Four directories are included in this collection:
-
"lib": collections of utility functions that are used by other scripts (adapted from the RealMass project)
-
"process": scripts for processing (e.g. smoothing and peak picking) raw mass spectra
-
"summary": scripts that summarize (e.g. cluster and average) processed spectra and peak lists, and generate averaged peak list among replicates of spectra
-
"plot": scripts for visualize spectra and peaks
Since the scripts use relative path to reference each other, it is advised to keep the structure of directory unchanged.
We also assumed that the current working directory (check it with getwd()
in R) is the root directory of this collection. It is then advised to set the working directory (using setwd()

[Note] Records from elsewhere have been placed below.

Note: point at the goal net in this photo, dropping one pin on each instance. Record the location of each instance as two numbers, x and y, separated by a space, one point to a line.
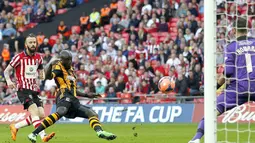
236 125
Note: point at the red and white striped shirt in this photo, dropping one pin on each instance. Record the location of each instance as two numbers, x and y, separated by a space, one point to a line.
26 68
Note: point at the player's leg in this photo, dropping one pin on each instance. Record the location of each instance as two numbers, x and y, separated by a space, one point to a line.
25 97
62 109
225 102
42 134
92 116
15 127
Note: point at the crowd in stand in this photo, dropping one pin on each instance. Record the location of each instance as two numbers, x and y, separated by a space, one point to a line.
23 14
127 46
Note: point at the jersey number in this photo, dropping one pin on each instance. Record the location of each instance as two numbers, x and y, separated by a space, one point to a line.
248 63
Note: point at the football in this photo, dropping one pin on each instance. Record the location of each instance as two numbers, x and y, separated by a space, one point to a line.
164 84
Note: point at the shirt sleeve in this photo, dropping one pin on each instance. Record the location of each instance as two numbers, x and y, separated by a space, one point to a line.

) to the root of this collection before run any script.
Source data can be found on iProx. Please extract the downloaded archives into a subdirectory named "spectra", under a directory named "data" alongside the project root, so that processing scripts will find them. Two additional subdirectories under the "data" directory, named "summary" and "plot", will be necessary if further statistics and plotting are required. The final directory structure is expected as follows:
-- (upper level directory)
|-- data
| |-- plot
| |-- spectra
| | |-- MALDI-TOF
| | | |-- 2021-09-10
| | | |-- (other subdirectories)
| | |-- HPLC-MS
| | |-- 20210917
| | |-- (other subdirectories)
| |-- summary
| |-- MALDI-TOF
| |-- HPLC-MS
|-- scripts (the project root)
|-- lib
|-- plot
|-- process
|-- summary
Alternatively, you may use the init script provided in this project to create the above directories for you.
Following R packages (and their versions) are required:
- alsace (1.14.0)
- ggplot2 (3.1.0)
- gridExtra (3.4.4)
- MALDIquant (1.19.3)
- mzR (3.5.2)
Packages of other versions might also work, but without guarantee.

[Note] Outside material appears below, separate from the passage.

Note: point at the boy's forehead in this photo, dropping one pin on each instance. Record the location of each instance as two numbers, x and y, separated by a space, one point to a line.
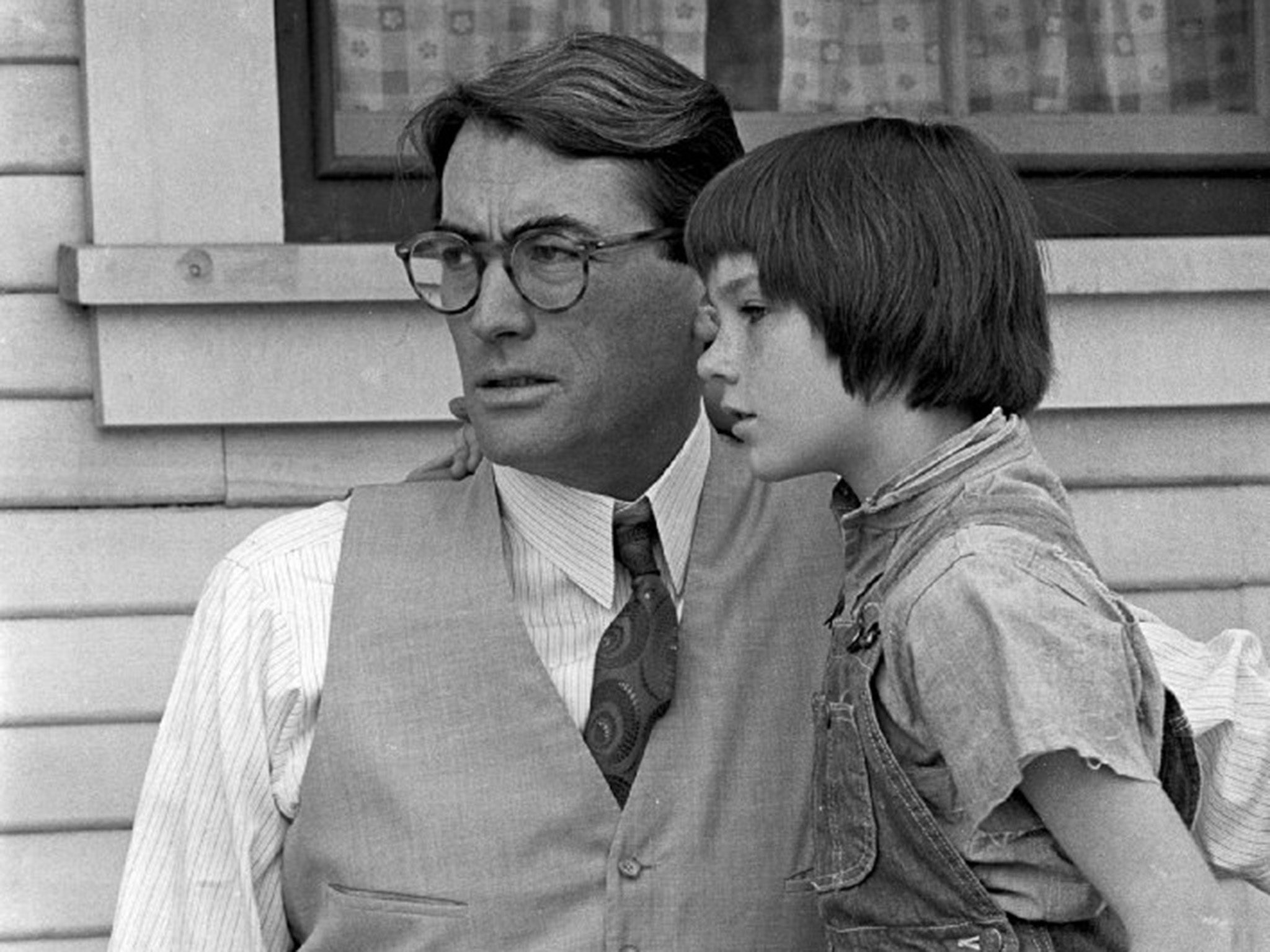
733 275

A demo script that demonstrate the basic workflow of metabolite quantification can be found at main.R. You may also choose to run scripts dedicating to a specific step, but be sure that the input data of that step has been generated before (e.g. peak lists must be generated before metabolite quantification can be made).

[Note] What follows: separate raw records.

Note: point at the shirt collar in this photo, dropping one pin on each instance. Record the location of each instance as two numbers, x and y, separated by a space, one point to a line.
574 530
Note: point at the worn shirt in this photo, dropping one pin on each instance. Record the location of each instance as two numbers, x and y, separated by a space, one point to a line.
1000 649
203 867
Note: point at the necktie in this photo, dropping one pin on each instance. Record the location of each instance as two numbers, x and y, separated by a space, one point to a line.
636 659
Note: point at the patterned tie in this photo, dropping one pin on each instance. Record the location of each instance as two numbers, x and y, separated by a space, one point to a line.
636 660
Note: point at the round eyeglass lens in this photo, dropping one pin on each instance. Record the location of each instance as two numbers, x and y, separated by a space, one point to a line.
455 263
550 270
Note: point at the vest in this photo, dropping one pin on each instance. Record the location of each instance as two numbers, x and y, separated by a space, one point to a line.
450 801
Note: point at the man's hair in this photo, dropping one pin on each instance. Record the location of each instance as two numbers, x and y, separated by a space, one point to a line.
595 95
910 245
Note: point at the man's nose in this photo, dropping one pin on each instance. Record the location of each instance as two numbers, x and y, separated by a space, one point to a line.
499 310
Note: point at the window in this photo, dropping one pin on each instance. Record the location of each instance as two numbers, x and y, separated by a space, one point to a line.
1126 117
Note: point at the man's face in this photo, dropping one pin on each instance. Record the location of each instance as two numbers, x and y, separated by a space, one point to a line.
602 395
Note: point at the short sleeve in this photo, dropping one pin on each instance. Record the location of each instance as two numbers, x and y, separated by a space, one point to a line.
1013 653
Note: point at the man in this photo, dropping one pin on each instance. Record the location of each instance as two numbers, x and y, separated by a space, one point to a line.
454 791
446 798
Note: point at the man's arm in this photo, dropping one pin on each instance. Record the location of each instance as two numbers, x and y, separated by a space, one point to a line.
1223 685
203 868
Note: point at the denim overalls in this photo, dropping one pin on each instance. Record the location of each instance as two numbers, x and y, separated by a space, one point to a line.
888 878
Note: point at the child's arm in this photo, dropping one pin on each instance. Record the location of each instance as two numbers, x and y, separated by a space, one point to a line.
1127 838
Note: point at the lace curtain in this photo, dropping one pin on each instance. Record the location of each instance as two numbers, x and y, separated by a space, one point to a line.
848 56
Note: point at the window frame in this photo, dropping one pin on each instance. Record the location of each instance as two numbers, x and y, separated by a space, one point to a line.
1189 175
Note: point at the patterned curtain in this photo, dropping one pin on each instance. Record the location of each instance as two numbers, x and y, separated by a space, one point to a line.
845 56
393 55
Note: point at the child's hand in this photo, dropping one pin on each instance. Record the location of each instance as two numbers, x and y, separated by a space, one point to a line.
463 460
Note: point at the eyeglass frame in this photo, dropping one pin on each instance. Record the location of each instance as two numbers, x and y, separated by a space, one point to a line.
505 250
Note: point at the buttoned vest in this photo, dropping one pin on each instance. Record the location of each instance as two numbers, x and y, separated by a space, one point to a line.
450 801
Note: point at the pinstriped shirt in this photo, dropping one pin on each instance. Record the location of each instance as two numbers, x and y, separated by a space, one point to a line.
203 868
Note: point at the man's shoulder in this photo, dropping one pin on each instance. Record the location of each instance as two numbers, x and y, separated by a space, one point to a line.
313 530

To process and process a series of mass spectra, run
Rscript ./process/processMZ_XXX.R
in a terminal, or
source('./process/processMZ_XXX.R')
in a R console (or the console in RStudio), where "XXX" is the suffix of a specific script file (usually indicating the date when the spectra were first processed).
Data generated by a LC-MS system are two-dimensional spectra. To focus on the analyte of interest and to simplify the workflow, one may first need to reduce them to 1-D spectra. The idea here is relatively simple: for each target analyte, choose the time segment where it is eluted, then average all sub-spectra ("scans") acquired within this time segment. The peak intensity (or area) in the averaged spectrum will be an approximation to that in an integral spectrum (given that time spans between scans are not diverse too much).
To preprocess a series of 2-D mass spectra, run
Rscript ./process/processLCMZ_XXX.R
in a terminal, or
source('./process/processLCMZ_XXX.R')
in a R console (or the console in RStudio), where "XXX" is the suffix of a specific script file.
The preprocessed 2-D mass spectra is then 1-D, and can serve as the input of processing scripts (the "processMZ_" series).
To summarize a series of mass spectra, run
Rscript ./process/Summary-CommonMZ_XXX.R
in a terminal, or
source('./process/Summary-CommonMZ_XXX.R')
in a R console (or the console in RStudio), where "XXX" is the suffix of a specific script file.
To plot a series of processed mass spectra, run
Rscript ./plot/Plot-Intensity_XXX.R
in a terminal, or
source('./plot/Plot-Intensity_XXX.R')
in a R console (or the console in RStudio), where "XXX" is the suffix of a specific script file.
All files included in this collection are licensed under GNU General Public License Version 3 (GPLv3). The licence text can be found in file LICENSE.